József Bánffy, the descendant of Dénes Bánffy, decided the demolition of the gate tower in the 1820s, uniting the Renaissance courtyard with the Baroque one, and from the resulting stone a water mill was built for the villagers in Bonțida. During the same period, modifications to some of the building’s façades in a Classicist style reflect the rising popularity of English Romanticism. In 1850, the building's western wing was modified under the direction of architect Anton Kagerbauer (1814–1872), following the park's landscaping after the English Romanticism model. Portions of the main building together with the former kitchen building have been renovated following the Neo-Gothic style.

Count Miklós Bánffy, the next owner of Bánffy Castle - ceded from the Duke of Coburg, undertook renovation of the western wing. In the 1930s, he simplified the architecture of the upper storey of the loggia attached to the castle’s western wing, which had previously featured intricate tracery, based on his own designs and of his friend, architect Károly Kós.

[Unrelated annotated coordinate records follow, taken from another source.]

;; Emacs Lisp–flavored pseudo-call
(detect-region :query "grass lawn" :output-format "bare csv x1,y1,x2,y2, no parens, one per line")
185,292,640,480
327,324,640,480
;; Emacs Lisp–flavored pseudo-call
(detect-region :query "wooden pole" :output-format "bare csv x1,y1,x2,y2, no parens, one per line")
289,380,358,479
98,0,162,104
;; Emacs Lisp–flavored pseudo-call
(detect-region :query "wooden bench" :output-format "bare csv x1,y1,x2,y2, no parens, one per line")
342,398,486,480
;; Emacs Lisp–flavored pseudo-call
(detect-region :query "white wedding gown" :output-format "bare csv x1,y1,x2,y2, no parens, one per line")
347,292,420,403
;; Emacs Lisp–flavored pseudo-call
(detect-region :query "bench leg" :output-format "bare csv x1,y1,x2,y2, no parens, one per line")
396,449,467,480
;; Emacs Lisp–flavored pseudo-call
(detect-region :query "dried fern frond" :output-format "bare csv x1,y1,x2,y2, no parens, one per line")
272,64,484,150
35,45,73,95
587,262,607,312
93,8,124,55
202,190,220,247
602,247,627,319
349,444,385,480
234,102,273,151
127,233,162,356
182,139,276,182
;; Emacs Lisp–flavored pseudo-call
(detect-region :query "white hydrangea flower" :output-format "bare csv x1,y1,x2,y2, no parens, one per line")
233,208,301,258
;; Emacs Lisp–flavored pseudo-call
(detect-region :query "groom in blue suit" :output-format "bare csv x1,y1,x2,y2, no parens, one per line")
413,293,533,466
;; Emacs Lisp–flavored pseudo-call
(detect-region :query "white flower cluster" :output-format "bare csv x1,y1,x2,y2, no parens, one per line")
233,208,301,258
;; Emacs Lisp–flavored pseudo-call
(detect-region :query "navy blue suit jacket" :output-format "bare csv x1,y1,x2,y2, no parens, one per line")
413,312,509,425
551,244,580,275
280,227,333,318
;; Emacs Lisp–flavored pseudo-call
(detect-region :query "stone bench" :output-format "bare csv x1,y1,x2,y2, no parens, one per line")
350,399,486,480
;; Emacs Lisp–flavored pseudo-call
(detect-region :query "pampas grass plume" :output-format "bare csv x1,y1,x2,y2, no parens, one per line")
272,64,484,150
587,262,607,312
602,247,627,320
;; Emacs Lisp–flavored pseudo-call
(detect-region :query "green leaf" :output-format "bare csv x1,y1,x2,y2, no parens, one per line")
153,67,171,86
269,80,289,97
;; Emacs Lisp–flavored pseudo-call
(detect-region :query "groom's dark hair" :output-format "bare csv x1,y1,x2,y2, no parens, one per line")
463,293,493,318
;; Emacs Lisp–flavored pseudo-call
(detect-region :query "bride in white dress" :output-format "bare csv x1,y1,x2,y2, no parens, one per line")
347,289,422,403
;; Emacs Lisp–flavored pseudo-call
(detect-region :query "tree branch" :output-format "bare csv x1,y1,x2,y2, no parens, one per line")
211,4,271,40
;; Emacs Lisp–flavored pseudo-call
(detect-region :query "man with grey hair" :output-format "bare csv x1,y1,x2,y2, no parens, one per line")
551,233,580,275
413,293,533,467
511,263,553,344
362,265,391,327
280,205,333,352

In 1944, the castle was transformed into a field hospital. German troops plundered and devastated the castle, as retaliation against the political attitude of its owner, count Miklós Bánffy, who had initiated negotiations between the governments of Romania and Hungary for the return of weapons to be used against Germany. Thus, the furniture, the library and the gallery of paintings were destroyed.

During the communist regime, the whole building was used as a driving school, cooperative farm and hospital for children. In 1963, Bánffy Castle was used as decor for filming Pădurea spânzuraților, directed by Liviu Ciulei. The film had a short scene with fire, so scenographers lit one of the buildings, causing massive damage to the building.

In 1990, the castle was declared a historic monument.

Since 2013 the castle has been the venue for an annual music festival called Electric Castle, held each July.

== Restoration ==
In 1999, due to its ruinous state, the castle was included, at the request of the Transylvania Trust, in the World Monuments Watch List of 100 Most Endangered Sites. Also in 1999, a bilateral State Agreement was signed between Romania and Hungary for the restoration and rehabilitation works. In the following period, with Romanian state funds, about 2/3 of the main building's roof was reconstructed. In 2003, the Transylvania Trust signed with the authorities a long-term lease agreement for the castle, resigned with Katalin Bánffy in 2008 (who was given back the building in the meantime) for the duration of 49 years. In 2001, the Built Heritage Conservation Training Program was implemented, the kitchen buildings being the first one to be restored under its banner.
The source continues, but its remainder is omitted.